Across the way, Shelly’s studio hums with motion. Weddings, memorials, corporate installations, and daily arrangements fill the space with color and rhythm. She approaches her work as sculpture, using flowers as her medium. Her art has taken her around the world - from Panama to Vietnam, to galleries and runways where models wear living gowns of flowers, and installations are meant to be touched, breathed, and then allowed to fade. She is now recognized internationally for this work, her ephemeral “flower art” celebrated for its power to turn nature into emotion.
Together, this quiet, yet powerful couple lead Orchid Dynasty with balance and care. The vision is shared even as they give each other space to lead their own realms. About fifteen people keep the business running day to day, with extra hands for events and orchid shows. They have learned that for a family business to thrive, they must constantly communicate, align, and trust. “We try to be on the same page,” Clint said. “If we are not, it shows.”

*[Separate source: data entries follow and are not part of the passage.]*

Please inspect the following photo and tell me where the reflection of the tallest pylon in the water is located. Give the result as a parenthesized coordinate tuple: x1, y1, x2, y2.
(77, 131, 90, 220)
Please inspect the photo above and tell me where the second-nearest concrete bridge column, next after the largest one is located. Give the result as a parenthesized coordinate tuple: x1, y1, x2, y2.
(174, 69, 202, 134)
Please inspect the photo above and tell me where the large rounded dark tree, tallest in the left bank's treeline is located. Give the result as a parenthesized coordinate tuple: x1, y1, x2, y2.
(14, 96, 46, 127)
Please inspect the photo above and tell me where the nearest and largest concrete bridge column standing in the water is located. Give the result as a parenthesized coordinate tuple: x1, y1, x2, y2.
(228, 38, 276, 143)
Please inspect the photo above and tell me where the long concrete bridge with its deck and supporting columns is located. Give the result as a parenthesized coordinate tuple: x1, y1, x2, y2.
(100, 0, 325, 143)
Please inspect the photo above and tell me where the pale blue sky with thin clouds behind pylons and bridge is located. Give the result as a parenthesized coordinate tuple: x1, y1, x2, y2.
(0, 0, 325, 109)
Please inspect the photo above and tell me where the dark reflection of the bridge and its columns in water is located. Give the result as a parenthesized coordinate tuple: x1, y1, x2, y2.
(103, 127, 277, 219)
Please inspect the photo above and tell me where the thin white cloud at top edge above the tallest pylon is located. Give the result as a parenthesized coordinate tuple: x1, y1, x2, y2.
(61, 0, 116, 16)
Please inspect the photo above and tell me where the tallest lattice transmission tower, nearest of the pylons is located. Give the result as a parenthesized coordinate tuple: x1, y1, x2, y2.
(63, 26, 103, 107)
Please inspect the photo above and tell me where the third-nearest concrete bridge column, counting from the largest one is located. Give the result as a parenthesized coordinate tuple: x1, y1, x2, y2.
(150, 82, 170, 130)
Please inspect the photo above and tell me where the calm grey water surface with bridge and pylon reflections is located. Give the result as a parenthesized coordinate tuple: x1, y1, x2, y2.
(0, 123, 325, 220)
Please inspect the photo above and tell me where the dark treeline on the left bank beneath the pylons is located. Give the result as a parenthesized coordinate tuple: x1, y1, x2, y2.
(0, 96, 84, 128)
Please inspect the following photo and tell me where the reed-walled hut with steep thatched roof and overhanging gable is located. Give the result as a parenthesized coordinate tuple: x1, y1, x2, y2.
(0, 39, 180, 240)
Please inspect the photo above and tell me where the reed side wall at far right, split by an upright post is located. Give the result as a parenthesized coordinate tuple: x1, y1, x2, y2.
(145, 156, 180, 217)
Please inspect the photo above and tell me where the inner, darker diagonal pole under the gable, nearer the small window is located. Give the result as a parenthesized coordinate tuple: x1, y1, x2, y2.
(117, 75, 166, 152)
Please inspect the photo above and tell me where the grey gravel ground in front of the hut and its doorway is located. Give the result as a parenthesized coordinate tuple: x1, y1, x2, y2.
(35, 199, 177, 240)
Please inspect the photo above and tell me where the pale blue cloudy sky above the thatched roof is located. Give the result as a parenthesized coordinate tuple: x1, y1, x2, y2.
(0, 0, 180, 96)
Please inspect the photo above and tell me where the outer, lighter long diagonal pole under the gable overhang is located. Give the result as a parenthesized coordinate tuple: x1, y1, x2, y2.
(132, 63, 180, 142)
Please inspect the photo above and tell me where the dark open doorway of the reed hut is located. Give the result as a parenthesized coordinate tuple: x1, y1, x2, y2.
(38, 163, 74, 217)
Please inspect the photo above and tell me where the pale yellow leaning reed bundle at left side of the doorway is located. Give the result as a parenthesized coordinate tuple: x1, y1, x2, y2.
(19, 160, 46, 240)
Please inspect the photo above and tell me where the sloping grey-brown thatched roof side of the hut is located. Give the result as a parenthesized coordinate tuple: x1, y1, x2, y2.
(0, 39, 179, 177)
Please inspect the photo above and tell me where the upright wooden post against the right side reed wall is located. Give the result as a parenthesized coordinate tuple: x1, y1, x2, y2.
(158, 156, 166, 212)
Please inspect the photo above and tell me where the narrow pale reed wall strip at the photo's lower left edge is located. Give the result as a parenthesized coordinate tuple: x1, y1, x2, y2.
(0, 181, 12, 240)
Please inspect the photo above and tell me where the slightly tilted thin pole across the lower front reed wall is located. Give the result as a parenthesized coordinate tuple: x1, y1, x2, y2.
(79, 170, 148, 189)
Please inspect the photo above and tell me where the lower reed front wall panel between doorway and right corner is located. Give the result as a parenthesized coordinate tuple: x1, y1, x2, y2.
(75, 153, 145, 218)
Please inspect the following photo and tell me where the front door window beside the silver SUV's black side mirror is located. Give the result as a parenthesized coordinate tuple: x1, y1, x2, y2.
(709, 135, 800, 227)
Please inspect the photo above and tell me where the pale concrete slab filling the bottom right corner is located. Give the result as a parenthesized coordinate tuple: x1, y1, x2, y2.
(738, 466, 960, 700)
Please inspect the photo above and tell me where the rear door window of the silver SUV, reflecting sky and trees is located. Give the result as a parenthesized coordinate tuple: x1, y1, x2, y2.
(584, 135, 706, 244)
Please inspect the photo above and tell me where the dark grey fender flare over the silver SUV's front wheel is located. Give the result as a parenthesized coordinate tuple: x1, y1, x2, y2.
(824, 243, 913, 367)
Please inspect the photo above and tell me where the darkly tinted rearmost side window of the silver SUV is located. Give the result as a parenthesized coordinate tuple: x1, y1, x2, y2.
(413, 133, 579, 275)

They divide by strength - Clint grows, Shelly designs - but every decision loops back to both. They joke that they are each other’s best marketing department. “We are a mom-and-pop shop,” Clint said, “literally. But we still run it professionally. We just happen to love doing it together.”
Through it all - 9/11, the financial crisis, the pandemic - they have kept the same rhythm: learn, adapt, grow. They raised two children among petals and soil. In 2025, their daughter is pursuing a PhD in physics in Hawaii, while her brother is finishing college at the University of Utah and still helps part-time in the shop. As a family, they have traveled extensively - Singapore, Korea, Hong Kong, Bali, Hawaii - not to collect the wild, but to study it and build lasting relationships with ethical growers.
“We feel fortunate every day to be doing what we love,” Clint said. “I still have to pinch myself sometimes. We could be doing anything else, but we get to do this.” Shelly often returns to one word: resilience. It runs through her family’s journey, through their business, through the cycles of bloom and loss that define both art and nature. “Flowers are impermanent,” she said. “They fade, but their beauty still matters.”
In 2026, Orchid Dynasty will celebrate twenty-five years. Shelly thinks of the mothers who have become grandmothers, the couples who return with children of their own, the families who have turned to them for every milestone: weddings, births, funerals, anniversaries, and ordinary Tuesdays that call for something beautiful. Clint thinks of the quiet joy of returning home after a few weeks away to find the greenhouse transformed, new blooms unfurled, others gone - the steady miracle of change.
What they sell sounds simple enough: orchids, tropicals, succulents, floral design. What they offer, however, is something more enduring: trust, experience, and care. “As long as the name Orchid Dynasty is around,” Clint said, “it will still be us behind it. We will always care about the customer, the aesthetic, and the experience. We feel fortunate every day to be doing what we love.”